The British-based think-tank UK in a Changing Europe has issued the findings of a report which it says show that Britain’s exit from the European Union may add further strains to the country’s much-loved National Health Service.

Devolved Health Policies

Health Policy in the United Kingdom is an area of authority delegated to the devolved governments of Scotland, Wales and Northern Ireland. The regional governments of the former two countries are at odds with the Minister for Devolution, David Lidington over when and how executive powers exercised by Brussels, some of them concerning the Health sector, should return to London or the parliaments in Edinburgh and Cardiff.

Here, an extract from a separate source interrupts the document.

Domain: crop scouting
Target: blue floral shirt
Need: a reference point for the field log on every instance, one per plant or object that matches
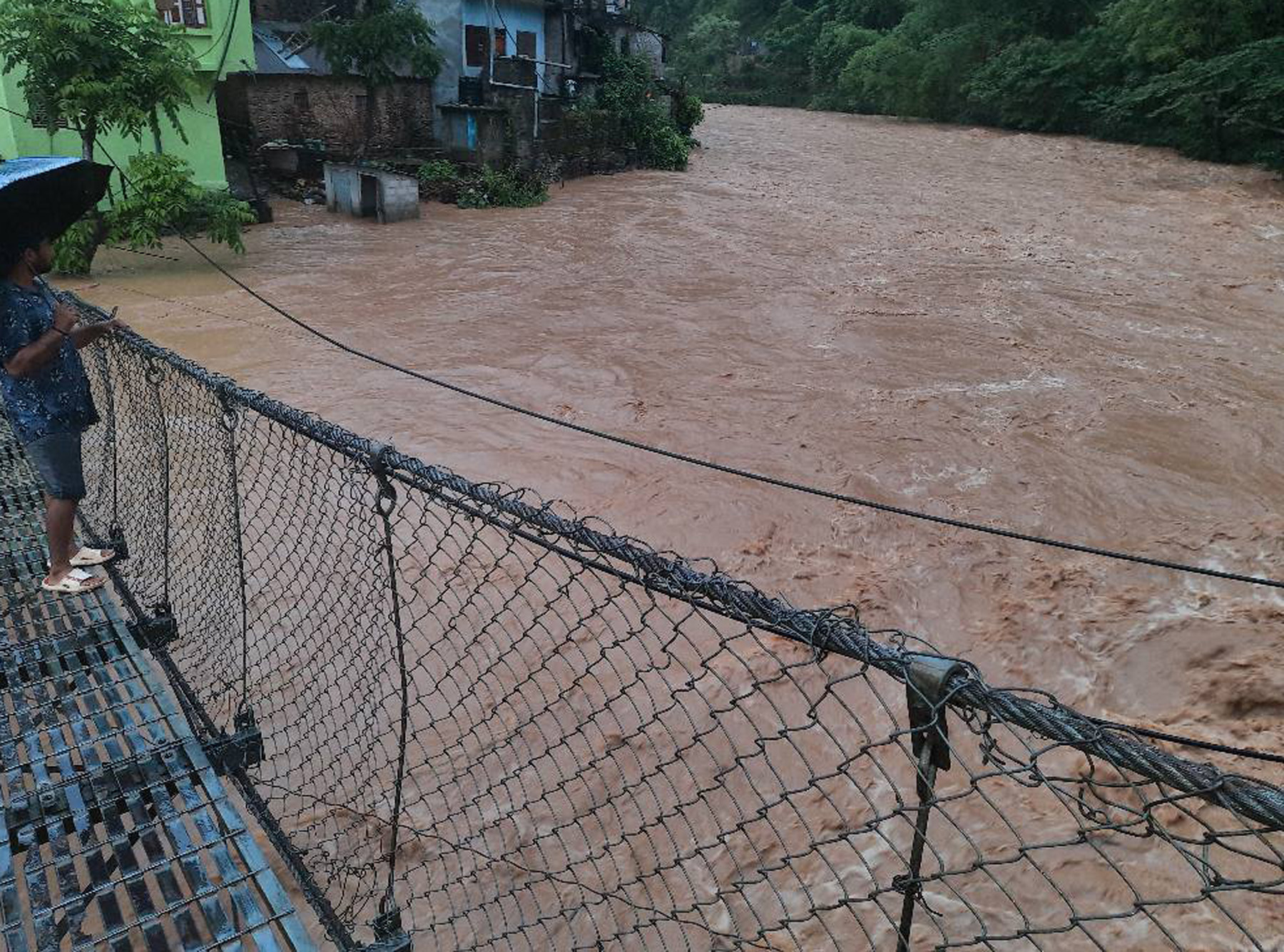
(56, 398)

UK Health policy is deeply influenced by that of the European Union and the report envisions potential dangers in divergences opening between the health systems of Northern Ireland and the Republic of Ireland which could complicate common health programs in both countries.

Reciprocal Rights

As current citizens of the European Union, Britons are entitled to reciprocal medical care in other member-states whose citizens are also entitled to be treated in British hospitals by means of the European Health Insurance Card. Access to each other’s health-care systems is underpinned by freedom of movement, a key condition of EU membership that Theresa May’s government has pledged to bring to an end. The extent to which the British health service will be affected by its dependence on European workers who have taken advantage of freedom of movement, with up to 11,000 European doctors and 100,000 EU27 social care workers, is also a major concern to the report’s authors.

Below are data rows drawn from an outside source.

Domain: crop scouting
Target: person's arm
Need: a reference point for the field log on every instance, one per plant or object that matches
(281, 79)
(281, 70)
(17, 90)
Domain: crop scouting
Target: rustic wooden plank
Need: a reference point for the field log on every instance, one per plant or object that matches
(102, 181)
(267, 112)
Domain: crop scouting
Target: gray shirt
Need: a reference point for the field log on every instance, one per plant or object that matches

Drugs and Pharmaceutical Approval

Britain’s Health Secretary Jeremy Hunt has previously declared that EU-approved pharmaceutical products would be automatically licensed to be sold and used in Britain, although a guarantee of reciprocal treatment for UK-developed products in the EU has not been forth-coming. Britain’s pharmaceutical industry consumes 20 percent of the country’s research and development expenditure according to the British Pharmacological Society and directly employs around 73,000 people while also being home to some of the world’s largest drug companies such as GlaxoSmithKline and AstraZeneca.